TODA la conspiranoia asociada a los arbitrajes en el deporte se ha materializado con la investigación sobre la relación de F. C. Barcelona y Enriquez Negreira. Los fantasmas de todas nuestras navidades pasadas han adquirido la consistencia del granito, alimentados por esa experiencia flagrante de mal arbitraje que todo aficionado ha vivido alguna vez desde la convicción de que a nuestro equipo se le maltrata en beneficio del rival.

Es malo para el negocio que la sabiduría popular haya decidido que el arbitraje, neutral por definición, ha sido sustituido por el arbitrio, en su tercera acepción según el diccionario: voluntad no gobernada por la razón, sino por el apetito o capricho. Así, quien más, quien menos habrá recopilado una sucesión de errores que han perjudicado a sus colores, que en el fondo es el consuelo más viejo del deporte: por mal que lo hagan los nuestros, la derrota es culpa del empedrado o del capricho de un señor que no es, o no debería ser, de ningún equipo y carece de aliados ante la furia del perdedor.

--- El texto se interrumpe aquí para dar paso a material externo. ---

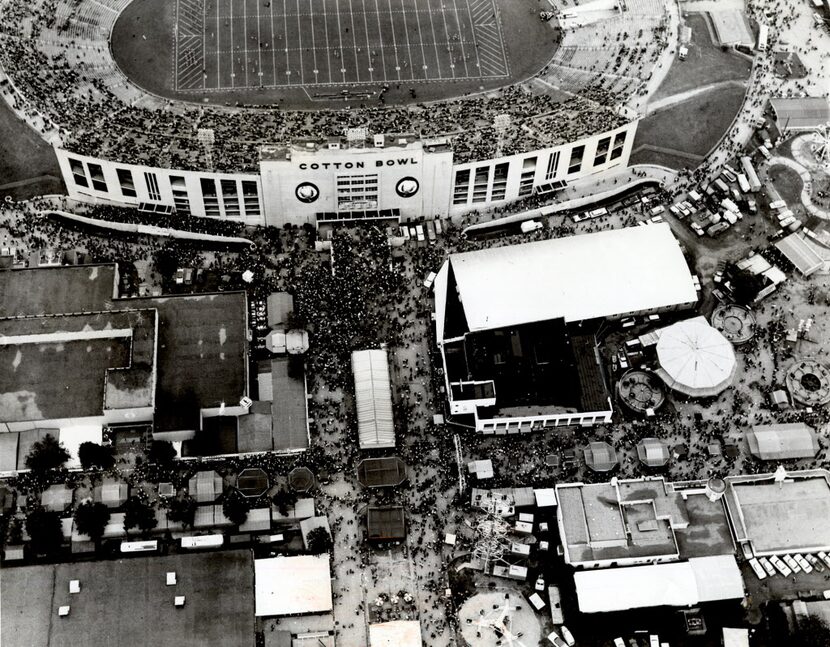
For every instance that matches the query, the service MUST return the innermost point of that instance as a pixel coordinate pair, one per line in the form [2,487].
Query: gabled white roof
[579,277]
[678,584]
[373,397]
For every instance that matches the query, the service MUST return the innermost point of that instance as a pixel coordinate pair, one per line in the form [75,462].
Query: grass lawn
[324,56]
[788,183]
[707,63]
[693,127]
[24,156]
[661,158]
[788,65]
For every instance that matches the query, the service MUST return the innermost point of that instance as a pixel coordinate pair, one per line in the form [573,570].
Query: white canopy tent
[397,633]
[373,395]
[695,359]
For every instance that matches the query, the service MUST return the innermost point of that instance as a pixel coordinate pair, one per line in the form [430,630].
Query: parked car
[803,563]
[554,638]
[815,563]
[767,566]
[789,561]
[780,566]
[758,569]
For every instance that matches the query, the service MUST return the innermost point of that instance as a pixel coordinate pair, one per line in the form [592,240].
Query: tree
[138,514]
[44,528]
[95,455]
[161,453]
[284,499]
[183,510]
[236,507]
[15,531]
[46,454]
[746,286]
[318,541]
[811,632]
[91,518]
[166,262]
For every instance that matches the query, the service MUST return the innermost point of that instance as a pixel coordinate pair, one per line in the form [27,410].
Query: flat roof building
[128,602]
[381,472]
[516,325]
[639,521]
[373,399]
[776,515]
[85,359]
[782,441]
[293,585]
[384,523]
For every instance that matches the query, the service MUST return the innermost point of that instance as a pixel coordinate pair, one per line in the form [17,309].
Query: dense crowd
[70,91]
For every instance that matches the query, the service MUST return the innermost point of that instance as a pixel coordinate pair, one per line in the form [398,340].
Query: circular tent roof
[695,359]
[301,479]
[653,452]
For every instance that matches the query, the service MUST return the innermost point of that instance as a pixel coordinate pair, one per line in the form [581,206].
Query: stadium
[273,113]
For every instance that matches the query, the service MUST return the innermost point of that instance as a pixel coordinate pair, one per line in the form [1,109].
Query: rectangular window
[357,192]
[619,144]
[180,198]
[528,174]
[482,178]
[210,197]
[230,198]
[250,196]
[152,183]
[553,166]
[500,181]
[78,172]
[462,187]
[602,151]
[575,165]
[96,173]
[125,179]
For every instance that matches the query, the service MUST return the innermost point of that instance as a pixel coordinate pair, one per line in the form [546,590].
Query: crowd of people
[61,79]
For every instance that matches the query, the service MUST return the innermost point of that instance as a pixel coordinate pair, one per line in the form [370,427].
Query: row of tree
[49,453]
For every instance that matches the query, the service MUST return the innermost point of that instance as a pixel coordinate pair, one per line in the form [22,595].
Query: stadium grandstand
[117,142]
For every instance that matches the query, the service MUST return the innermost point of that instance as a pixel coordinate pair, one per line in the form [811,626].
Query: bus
[203,541]
[763,36]
[150,546]
[751,175]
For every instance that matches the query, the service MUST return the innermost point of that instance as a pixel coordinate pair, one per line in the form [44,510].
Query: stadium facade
[344,179]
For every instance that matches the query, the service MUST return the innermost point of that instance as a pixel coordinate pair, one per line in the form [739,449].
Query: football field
[243,44]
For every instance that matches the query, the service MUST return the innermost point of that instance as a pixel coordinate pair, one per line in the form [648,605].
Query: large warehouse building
[516,326]
[82,359]
[397,177]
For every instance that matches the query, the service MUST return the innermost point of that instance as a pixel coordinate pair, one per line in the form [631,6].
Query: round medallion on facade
[407,187]
[307,192]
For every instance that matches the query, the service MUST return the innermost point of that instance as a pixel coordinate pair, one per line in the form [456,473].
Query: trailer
[721,186]
[751,175]
[763,37]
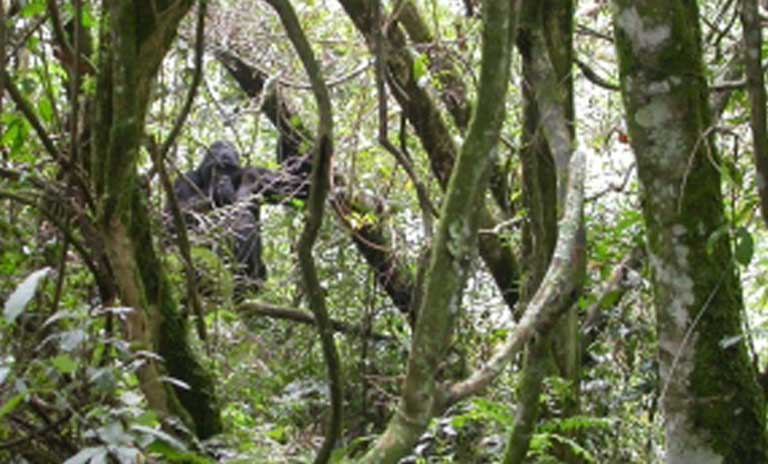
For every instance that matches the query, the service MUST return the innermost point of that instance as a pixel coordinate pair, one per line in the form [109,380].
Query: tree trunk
[133,43]
[713,408]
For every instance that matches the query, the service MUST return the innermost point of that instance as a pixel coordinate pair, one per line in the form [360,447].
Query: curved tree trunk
[133,43]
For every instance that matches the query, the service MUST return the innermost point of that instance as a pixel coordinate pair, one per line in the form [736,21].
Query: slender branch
[319,188]
[753,42]
[158,159]
[595,78]
[26,109]
[303,317]
[551,299]
[197,77]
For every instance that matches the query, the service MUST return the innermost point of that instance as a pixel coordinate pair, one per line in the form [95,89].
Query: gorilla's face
[224,156]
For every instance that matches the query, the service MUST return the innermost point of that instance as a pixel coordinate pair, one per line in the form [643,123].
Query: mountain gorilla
[215,183]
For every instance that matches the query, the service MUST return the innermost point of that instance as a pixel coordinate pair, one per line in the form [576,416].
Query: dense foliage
[470,291]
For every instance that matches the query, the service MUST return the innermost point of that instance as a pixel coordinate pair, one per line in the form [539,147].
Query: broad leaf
[23,293]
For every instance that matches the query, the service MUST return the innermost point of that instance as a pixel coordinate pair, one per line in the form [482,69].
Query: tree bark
[713,408]
[134,41]
[452,249]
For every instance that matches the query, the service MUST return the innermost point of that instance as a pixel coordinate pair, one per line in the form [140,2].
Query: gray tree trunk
[713,409]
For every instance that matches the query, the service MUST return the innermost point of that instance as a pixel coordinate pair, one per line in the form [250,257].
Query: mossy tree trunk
[713,409]
[545,34]
[454,243]
[135,37]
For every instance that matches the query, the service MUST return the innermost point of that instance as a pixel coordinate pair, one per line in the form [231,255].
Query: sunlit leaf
[745,246]
[64,364]
[88,455]
[10,405]
[23,293]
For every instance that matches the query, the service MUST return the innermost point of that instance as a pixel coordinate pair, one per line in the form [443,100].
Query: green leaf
[45,110]
[23,293]
[64,364]
[11,404]
[715,237]
[420,66]
[89,455]
[33,8]
[745,246]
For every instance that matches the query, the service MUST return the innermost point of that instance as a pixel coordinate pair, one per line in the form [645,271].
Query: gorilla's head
[221,159]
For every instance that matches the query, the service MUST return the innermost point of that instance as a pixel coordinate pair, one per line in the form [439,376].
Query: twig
[304,317]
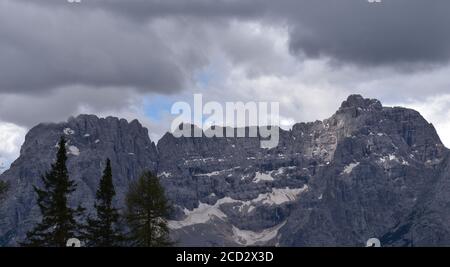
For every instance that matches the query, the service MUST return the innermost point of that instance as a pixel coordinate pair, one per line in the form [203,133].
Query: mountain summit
[367,171]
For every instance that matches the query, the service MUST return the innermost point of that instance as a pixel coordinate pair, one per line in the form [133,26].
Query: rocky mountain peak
[362,173]
[358,101]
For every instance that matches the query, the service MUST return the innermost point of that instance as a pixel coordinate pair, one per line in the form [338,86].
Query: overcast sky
[134,58]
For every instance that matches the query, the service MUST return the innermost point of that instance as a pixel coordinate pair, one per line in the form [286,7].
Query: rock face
[368,171]
[90,142]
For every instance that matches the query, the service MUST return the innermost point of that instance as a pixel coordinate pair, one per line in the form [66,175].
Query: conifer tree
[58,222]
[147,211]
[104,231]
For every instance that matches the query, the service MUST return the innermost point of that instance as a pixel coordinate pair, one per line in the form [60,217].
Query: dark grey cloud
[42,49]
[355,31]
[49,44]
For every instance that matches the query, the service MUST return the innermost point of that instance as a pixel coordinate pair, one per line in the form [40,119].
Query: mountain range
[368,171]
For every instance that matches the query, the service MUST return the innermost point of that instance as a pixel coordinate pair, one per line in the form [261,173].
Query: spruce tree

En el fondo, el ‘caso Negreira’ refuerza el discurso porque no hay pocos convencidos de que un árbitro puede perjudicar por maldad y algunos más de que puede hacerlo por torpeza, pero hay una legión de creyentes en que no dudaría de hacerlo por dinero. Aunque el aficionado mida el agravio en términos de satisfacción y de éxitos frustrados, esto va de dinero. Del negocio que mueve ser una máquina de fichar, ganar títulos, vender camisetas y codearse en el mundo de las grandes finanzas deportivas. El escozor del aficionado se queda en nada frente al cálculo de efectos sobre ese gigante económico. Eso sí que acabará causando castigos ejemplares y la necesidad de limpiar el patio trasero del deporte. El cabreo del aficionado, su llanto incluso, no. Ese solo dura el tiempo entre eventos y reducirlo a unas horas es el mejor sistema de apaciguamiento.